Ethel Anson Steel was born in Bethlehem, Pennsylvania, on November 30, 1879, to William White Garrigues Steel and Juliet Steel. She was educated at private schools in England.
In 1906, she married Wheeler Hazard Peckham, with whom she had two children, Content and Anson. They lived in New Rochelle, New York.
In 1920 Peckham helped to establish both the American Iris Society and its first trial garden, which was located at the New York Botanical Garden. She continued to be involved with both organizations throughout her life. At NYBG, she was named honorary curator of both the iris and narcissus collections in 1927. She was a contributor to the NYBG's Journal and also to another of its publications, Addisonia.
At the AIS, she held the post of director for a decade, during which period she also had charge of the AIS test gardens. She took over management of the AIS's preliminary checklists and compiled and edited the monumental 1929 and 1939 lists, comprising 12,000 and 19,000 species, cultivars, and their synonyms, respectively. This was an important undertaking at the time, when irises were growing in popularity as American garden plants but their nomenclature was in disarray.
Peckham also served to different times as the society's registrar and its recorder, and she developed the AIS's first set of rules for judging iris, thus making it possible for iris competitions to be held using nationally agreed standards.

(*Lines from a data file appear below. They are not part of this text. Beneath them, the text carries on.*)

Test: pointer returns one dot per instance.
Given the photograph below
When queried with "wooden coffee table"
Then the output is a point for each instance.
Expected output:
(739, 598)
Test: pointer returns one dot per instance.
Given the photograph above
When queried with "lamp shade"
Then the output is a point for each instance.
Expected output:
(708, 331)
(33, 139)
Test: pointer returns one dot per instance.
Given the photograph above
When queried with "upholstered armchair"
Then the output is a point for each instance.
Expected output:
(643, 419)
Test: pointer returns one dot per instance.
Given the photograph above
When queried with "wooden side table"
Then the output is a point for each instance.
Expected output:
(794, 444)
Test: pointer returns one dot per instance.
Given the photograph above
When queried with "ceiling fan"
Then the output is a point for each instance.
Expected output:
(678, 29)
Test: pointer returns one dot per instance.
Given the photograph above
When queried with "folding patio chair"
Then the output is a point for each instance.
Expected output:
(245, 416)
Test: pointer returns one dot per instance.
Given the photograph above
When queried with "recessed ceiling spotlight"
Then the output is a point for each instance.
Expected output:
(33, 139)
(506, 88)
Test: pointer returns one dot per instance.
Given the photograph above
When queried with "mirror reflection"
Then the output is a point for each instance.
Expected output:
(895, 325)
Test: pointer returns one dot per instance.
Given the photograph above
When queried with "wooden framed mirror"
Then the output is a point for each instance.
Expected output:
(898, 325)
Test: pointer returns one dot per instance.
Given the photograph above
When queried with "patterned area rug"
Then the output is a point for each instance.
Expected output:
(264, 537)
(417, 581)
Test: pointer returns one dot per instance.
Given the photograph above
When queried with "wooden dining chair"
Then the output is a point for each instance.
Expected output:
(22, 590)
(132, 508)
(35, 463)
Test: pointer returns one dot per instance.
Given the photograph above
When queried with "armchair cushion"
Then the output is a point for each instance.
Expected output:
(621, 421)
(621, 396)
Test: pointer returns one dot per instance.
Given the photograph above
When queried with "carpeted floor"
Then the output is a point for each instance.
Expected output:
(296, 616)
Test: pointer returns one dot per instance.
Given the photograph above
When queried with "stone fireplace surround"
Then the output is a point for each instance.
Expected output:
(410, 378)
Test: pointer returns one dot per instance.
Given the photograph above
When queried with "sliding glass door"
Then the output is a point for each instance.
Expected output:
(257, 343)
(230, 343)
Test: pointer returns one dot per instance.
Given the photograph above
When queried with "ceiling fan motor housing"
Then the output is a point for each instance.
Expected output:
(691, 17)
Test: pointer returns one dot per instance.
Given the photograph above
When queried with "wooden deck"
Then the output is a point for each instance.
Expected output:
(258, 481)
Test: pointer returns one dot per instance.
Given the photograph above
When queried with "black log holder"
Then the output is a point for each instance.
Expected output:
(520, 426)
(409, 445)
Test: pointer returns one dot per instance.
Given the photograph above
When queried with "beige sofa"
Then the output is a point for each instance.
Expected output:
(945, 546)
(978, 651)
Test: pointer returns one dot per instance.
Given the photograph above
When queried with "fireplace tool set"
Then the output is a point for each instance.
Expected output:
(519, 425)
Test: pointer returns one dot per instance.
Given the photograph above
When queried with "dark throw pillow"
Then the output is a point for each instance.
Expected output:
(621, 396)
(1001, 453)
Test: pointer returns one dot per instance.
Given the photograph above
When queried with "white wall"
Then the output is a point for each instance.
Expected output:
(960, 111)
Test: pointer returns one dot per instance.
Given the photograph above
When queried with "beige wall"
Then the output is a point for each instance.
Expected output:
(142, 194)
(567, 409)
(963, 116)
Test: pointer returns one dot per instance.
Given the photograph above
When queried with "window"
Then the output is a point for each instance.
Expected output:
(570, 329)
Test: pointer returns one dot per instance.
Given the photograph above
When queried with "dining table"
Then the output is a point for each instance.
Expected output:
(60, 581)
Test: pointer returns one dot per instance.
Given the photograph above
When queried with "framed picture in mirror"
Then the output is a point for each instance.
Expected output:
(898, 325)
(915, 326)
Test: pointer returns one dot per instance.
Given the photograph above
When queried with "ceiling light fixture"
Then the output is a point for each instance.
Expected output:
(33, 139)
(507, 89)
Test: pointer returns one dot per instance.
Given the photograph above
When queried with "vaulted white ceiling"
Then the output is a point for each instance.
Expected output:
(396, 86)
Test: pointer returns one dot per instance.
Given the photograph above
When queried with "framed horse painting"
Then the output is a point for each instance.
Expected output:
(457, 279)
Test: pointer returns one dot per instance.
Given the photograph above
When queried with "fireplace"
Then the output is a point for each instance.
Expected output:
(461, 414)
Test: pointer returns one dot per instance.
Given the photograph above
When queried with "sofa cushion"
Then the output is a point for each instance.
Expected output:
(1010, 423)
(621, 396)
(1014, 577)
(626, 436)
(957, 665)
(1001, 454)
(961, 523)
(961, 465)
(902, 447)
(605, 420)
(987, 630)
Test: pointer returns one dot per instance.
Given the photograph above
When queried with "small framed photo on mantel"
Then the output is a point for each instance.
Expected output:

Peckham was one of the first breeders to carefully study dwarf irises and brought a thousand dwarf iris into the New York Botanical Garden. She is credited with helping to develop a new class, the miniature tall bearded irises, which she appreciated for their potential as cut flowers. She termed them 'table irises' and provided the first description of the class. She introduced at least five new cultivars of intermediate bearded irises and at least 60 of tall bearded irises.
She served for a time as the director of the Horticultural Society of New York.
She also lectured around the country on horticultural topics and contributed to gardening magazines.
She died February 23, 1965.

Honors and legacy

In 1940, Peckham became the third person to be awarded the AIS Gold Medal, and she remains one of only a dozen people ever to have received the society's highest honor. She also received the Gold Medal of the British Iris Society for her paintings of beardless iris.
In her honor, the Ethel Anson S. Peckham Award for Historic Iris was established in 2000 by the AIS.
Some of Peckham's paintings and copper engravings of irises are held by the American Iris Society. Her iris paintings are included in the 2006 book Classic Irises and the Men and Women Who Created Them.
The New York Public Library holds a few of her papers as part of the Chesebrough-Peckeham Family Papers collection.